The perimeter of a right triangle is 23cm. if its hypotenuse is 10cm, find its area.

Answer 1

Hint:
From the question perimeter of the triangle is given that is 24cm from this we can derive relation between a and b then. After that it is well know that ${\left( {hypotenuse} \right)^2} = {\left( {base} \right)^2} + {\left( {perpendicular} \right)^2}$ and then we can find the sides of triangle. Hence, we can calculate the area of the triangle $\dfrac{1}{2} \times altitude \times base$.

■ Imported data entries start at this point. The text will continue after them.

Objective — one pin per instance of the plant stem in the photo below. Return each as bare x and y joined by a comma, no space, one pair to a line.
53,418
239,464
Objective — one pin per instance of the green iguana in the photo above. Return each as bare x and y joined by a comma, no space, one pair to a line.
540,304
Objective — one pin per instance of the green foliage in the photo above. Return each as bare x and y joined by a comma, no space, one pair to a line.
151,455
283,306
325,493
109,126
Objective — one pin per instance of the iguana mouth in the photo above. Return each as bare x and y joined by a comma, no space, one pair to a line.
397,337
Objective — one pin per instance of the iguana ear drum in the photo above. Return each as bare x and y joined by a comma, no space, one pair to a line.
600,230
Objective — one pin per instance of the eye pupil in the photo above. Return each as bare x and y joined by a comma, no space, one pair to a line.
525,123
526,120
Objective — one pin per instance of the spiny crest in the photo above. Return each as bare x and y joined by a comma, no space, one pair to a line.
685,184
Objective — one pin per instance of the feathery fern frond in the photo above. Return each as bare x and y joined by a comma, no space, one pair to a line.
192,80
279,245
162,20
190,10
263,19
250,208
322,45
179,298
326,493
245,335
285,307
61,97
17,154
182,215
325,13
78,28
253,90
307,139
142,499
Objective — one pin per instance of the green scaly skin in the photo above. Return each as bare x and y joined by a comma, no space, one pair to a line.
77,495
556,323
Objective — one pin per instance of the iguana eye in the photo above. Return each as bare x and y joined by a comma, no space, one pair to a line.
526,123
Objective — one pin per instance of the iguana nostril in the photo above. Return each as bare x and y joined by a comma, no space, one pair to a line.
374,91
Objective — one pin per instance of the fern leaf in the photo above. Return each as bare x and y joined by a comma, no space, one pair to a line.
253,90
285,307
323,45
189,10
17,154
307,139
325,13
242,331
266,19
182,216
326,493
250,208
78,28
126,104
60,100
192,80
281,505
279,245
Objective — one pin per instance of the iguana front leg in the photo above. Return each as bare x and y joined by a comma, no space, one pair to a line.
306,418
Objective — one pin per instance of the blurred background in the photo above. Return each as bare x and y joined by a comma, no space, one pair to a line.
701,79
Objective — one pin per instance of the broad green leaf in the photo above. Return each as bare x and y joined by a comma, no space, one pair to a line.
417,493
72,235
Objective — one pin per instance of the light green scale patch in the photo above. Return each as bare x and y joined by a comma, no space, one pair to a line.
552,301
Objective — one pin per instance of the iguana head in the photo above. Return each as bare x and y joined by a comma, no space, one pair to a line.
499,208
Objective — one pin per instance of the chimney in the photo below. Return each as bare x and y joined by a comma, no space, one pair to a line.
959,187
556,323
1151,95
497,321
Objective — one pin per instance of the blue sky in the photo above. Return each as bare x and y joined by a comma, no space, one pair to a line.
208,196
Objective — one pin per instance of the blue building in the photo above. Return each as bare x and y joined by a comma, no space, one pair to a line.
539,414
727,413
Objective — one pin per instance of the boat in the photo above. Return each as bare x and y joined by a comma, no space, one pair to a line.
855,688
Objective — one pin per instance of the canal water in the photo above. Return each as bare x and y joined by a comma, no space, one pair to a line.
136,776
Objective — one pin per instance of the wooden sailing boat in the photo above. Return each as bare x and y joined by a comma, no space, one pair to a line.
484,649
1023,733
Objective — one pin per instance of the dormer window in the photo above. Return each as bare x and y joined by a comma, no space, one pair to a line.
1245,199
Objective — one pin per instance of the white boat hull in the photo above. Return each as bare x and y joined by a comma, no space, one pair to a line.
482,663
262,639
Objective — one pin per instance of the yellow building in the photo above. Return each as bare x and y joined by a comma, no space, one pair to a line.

Complete step by step solution:

In right $\Delta ABC$ AC=10cm AB=b and BC=a
Perimeter of triangle is 24cm
$ \Rightarrow a + b + 10 = 24$
 $ \Rightarrow a + b = 14$
Therefore, $b = 14 - a$
Since it is right angled triangle so
${\left( {hypotenuse} \right)^2} = {\left( {base} \right)^2} + {\left( {perpendicular} \right)^2}$
${\left( {AC} \right)^2} = {\left( {AB} \right)^2} + {\left( {BC} \right)^2}$
$ \Rightarrow {\left( {10} \right)^2} = {\left( b \right)^2} + {\left( a \right)^2}$
Substituting $b = 14 - a$
\[ \Rightarrow 100 = {\left( {14 - a} \right)^2} + {\left( a \right)^2}\]
$ \Rightarrow 2{a^2} - 28a + 96 = 0$
$ \Rightarrow {a^2} - 14a + 48 = 0$
Now, using factorization method
$ \Rightarrow {a^2} - 6a - 8a + 48 = 0$
$ \Rightarrow a\left( {a - 6} \right) - 8\left( {a - 6} \right) = 0$
Taking common $\left( {a - 6} \right)$
$ \Rightarrow \left( {a - 6} \right)\left( {a - 8} \right) = 0$
If $\left( {a - 6} \right) = 0$, then $a = 6cm$
And if $\left( {a - 8} \right) = 0$ then $a = 8cm$
Then value of b= 8cm, 6cm
Now area of $\Delta ABC$ is $\dfrac{1}{2} \times altitude \times base$ where base = 8cm and altitude=6cm
Area =$\dfrac{1}{2} \times 6 \times 8c{m^2}$

Area=$24c{m^2}$

Note:
1) Sum of all the sides is called perimeter.
2) In right-angled triangle ${\left( {hypotenuse} \right)^2} = {\left( {base} \right)^2} + {\left( {perpendicular} \right)^2}$.
3) Area of the triangle is $\dfrac{1}{2} \times altitude \times base$.
4) Never forget to mention units of the quantity.